I think you are being a bit unrealsitic about just how much the school can do and also the notion of "formalised" homework.

We cannot travel anywhere by car without them wanting (honestly smile ) to practice letter sounds, spelling and simple sums. We play eyespy and couting games DC are just playing games.

nancydrewrocked Mon 22-Nov-10 16:51:40

That meant to say "we play eyespy and counting games and the only person who considers it hard work is me. The DC are just playing!"

mazzystartled Mon 22-Nov-10 16:57:36

You are being neither unreasonable nor lazy imo

I don't feel that "homework" is appropriate for infants at all, much less anything formal. It's bad enough that they have to start formal education so early in this country without homework eating up the few precious after-school hours of freedom.

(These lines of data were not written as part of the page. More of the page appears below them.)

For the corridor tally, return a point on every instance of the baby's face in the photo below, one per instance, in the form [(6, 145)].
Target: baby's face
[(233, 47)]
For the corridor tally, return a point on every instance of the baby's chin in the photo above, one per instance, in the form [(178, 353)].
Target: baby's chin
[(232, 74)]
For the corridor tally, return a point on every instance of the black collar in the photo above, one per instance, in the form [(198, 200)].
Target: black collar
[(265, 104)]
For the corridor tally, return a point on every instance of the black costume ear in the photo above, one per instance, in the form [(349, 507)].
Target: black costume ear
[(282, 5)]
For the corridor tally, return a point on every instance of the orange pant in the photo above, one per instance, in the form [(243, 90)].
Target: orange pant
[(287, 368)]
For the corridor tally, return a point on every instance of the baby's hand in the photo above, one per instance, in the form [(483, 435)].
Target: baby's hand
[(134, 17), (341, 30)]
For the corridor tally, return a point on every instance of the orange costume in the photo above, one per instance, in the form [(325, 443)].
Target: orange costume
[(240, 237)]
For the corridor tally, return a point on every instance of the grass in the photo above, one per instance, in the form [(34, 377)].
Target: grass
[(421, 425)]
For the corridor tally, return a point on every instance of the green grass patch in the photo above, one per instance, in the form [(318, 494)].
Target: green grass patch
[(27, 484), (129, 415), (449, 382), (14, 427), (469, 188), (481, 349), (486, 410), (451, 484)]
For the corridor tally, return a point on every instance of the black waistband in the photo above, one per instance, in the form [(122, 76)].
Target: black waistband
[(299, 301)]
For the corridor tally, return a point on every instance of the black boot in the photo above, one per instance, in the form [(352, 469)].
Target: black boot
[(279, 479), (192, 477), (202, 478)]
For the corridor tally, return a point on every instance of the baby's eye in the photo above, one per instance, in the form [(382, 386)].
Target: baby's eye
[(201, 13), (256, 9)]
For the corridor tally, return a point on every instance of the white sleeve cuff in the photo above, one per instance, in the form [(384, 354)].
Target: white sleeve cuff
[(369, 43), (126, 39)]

I wonder if there is any correlation between doing homework at four and being a high achiever in one's later life. Doubt it.

grapeandlemon Mon 22-Nov-10 17:01:11

4 yo DD loves her "homework" of sounds and a bit of reading it takes about 10mins a day is is enjoyable - not like they come home with Macbeth at this age....

feeimcgee Mon 22-Nov-10 17:06:51

My DD is in Primary 1 and has just turned five, she also gets homework most nights. This is either flashcards to run through with single words on them, or a thin book. It's basically just recapping on what they have already done in class that day, and seems to be a way of helping them info to stick.
It is young to be getting homework, but even if we don't like it, they have to do it! Not doing it on principle is not really fair on your child.

amijee Mon 22-Nov-10 17:07:03

thanks for all the input.

I have to say - I do feel guilty now I know he is falling behind...but i am not sure if the evidence is there to suggest it will affect academic outcome later in life.

But then again..even GCSE's are so different to the O levels I did;the former have the potential for so much more parental involvement than taking some exams at the end of 2 years. ( BTW, I hear they are talking about bringing the old style exams back again)

All I can say is that I have now got a kick up my rear and will be "trying harder" with him but not without a level of procrastination!

DarciesmumandTTC2 Mon 22-Nov-10 17:11:08

DD had reading homework in YrR last year along with some flash card words.

In yr1 now and has books with lots of words on one page and has longer words on her flashcards and we also do some spellings.
She has a new book every week and sometimes they are quite thick and has to read upto a certain page, but I thought this was quite normal. she asks to read at home and doesn't wait for us to say which is a bonus.